Como Jeremías (1ª lect.), los que
siguen al Señor probarán la incomprensión, la burla y un rechazo incivil que
puede incluso abocar a la muerte. Frente a esta posibilidad, Jesús repite tres
veces que no tengamos miedo porque está con cada uno para vencer al mal (3ª
lect.). Pero la confesión valiente de nuestra fe, aunque sin aspavientos, no
debe aguardar a que se produzcan estas situaciones límite de persecución
religiosa violenta, sino que debe articularse en los sucesos de cada día en el
hogar; en el ejercicio de la profesión, negándonos con amabilidad pero sin
temor a prácticas que desdicen de un buen cristiano; en los lugares de
diversión y descanso, en las relaciones sociales.
“No tengáis miedo...” La Iglesia,
apoyada en ésta y otras enseñanzas de Jesús, recuerda que existe el Infierno,
que es verdaderamente terrible. Los mártires, que amaban la vida tanto o más
que quienes se apegan a esta existencia terrena, tuvieron muy en cuenta esta
advertencia del Señor. Sabían que la vida eterna es más valiosa que la
temporal.
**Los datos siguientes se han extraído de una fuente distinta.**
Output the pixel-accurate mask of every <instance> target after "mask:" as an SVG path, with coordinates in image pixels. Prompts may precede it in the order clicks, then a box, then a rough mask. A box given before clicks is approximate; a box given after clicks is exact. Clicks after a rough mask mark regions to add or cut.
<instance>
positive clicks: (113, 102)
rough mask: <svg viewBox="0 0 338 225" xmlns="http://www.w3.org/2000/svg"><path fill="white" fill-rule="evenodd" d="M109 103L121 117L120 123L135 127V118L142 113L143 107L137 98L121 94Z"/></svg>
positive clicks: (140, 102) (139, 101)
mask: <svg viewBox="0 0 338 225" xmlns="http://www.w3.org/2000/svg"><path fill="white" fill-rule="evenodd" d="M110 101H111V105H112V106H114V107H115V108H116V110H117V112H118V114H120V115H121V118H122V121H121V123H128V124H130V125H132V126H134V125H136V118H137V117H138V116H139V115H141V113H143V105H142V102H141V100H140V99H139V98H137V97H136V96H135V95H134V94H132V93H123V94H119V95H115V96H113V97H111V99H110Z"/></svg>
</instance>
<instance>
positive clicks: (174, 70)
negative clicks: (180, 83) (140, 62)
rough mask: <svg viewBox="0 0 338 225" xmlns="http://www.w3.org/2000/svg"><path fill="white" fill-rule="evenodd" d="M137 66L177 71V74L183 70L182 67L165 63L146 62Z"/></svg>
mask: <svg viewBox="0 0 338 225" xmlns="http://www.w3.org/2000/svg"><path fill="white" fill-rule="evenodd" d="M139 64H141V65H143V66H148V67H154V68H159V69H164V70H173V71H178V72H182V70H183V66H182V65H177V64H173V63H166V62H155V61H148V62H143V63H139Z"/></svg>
No condenemos al silencio esta severa enseñanza de Jesús que tanto
puede ayudarnos a embridar la concupiscencia de los ojos y de la carne y la
soberbia de la vida ayudándonos a un vivir cristiano coherente.
Una vieja sentencia cristiana
dice: Respice in finem, mira al fin. Y la Escritura aconseja: “Piensa en los
Novísimos y no pecarás” (Eccl 7,40). El fin para los seres humanos racionales
es el Cielo o el Infierno. ¿El Cielo? La visión de Dios cara a cara por toda
una eternidad. Esa visión comportará una felicidad total, incluso corporal: “Ya
no tendrán hambre, ni sed, ni descargará sobre ellos el sol, ni el bochorno,
porque el Cordero que está en medio del solio será su pastor, y los llevará a
fuentes de aguas vivas, y Dios enjugará todas las lágrimas de sus ojos” (Apoc
7, 16-17). En una palabra, no hay palabras para describir la inmensa dicha que
se apoderará de quienes se vean inmersos en ese océano infinito de la Vida
Trinitaria de Dios. Lo asegura S. Pablo: “Ni ojo vio, ni oreja oyó, ni pasó al
hombre por pensamiento cuáles cosas tiene Dios preparadas para aquellos que le
aman” (1 Cor 2,9). El Infierno, en cambio, es terrorífico.
“No tengáis miedo”, nos dice el
Señor. En una sociedad en la que se considera una conquista el derecho y el
respeto a la diferencia, aunque ésta sea tantas veces burlada, el avergonzarse
temerosamente de las propias creencias sencillamente porque difieren de las que
tienen las personas que tratamos, no debería tener sentido. Es más, junto a una
lamentable falta de personalidad y libertad, un comportamiento semejante es
sumamente peligroso porque el Señor ha asegurado que Él también se avergonzará
de quien así se conduzca en el día del Juicio delante de su Padre y de sus
ángeles. ¿Qué convicciones, qué libertad y qué concepto de sí mismo tiene quien
no se atreve a vivir y a hablar como piensa?
“La Iglesia católica -dice Juan
Pablo II- no dejará nunca de defender la libertad religiosa y la libertad de
conciencia como derechos fundamentales de la persona, porque cree que no hay
libertad posible ni puede existir verdadero amor fraterno fuera de la
referencia a Dios... Cristo no obligó a nadie a aceptar sus enseñanzas. Las
presentaba a todos sin excepción, dejando que cada uno fuese libre de responder
a su invitación. Éste es el modelo que sus discípulos hemos de seguir... Lejos
de sentirnos obligados a pedir excusas por poner el mensaje de Cristo a
disposición de todos, estamos convencidos de que tenemos derecho y obligación
de hacerlo”.
No escondamos nuestra condición
de cristianos aunque con el Salmo Responsorial de hoy podamos afirmar: “Por Ti,
Señor, he aguantado afrentas”. Enseñaremos así a muchos el verdadero sentido de
los bienes de este mundo, el destino eterno a que toda criatura está llamada.
Realizaremos un servicio colosal a tanta gente que, narcotizada por el afán
desmedido de unos bienes efímeros, corre el peligro de olvidar aquellos otros
que no se acaban, que duran para siempre.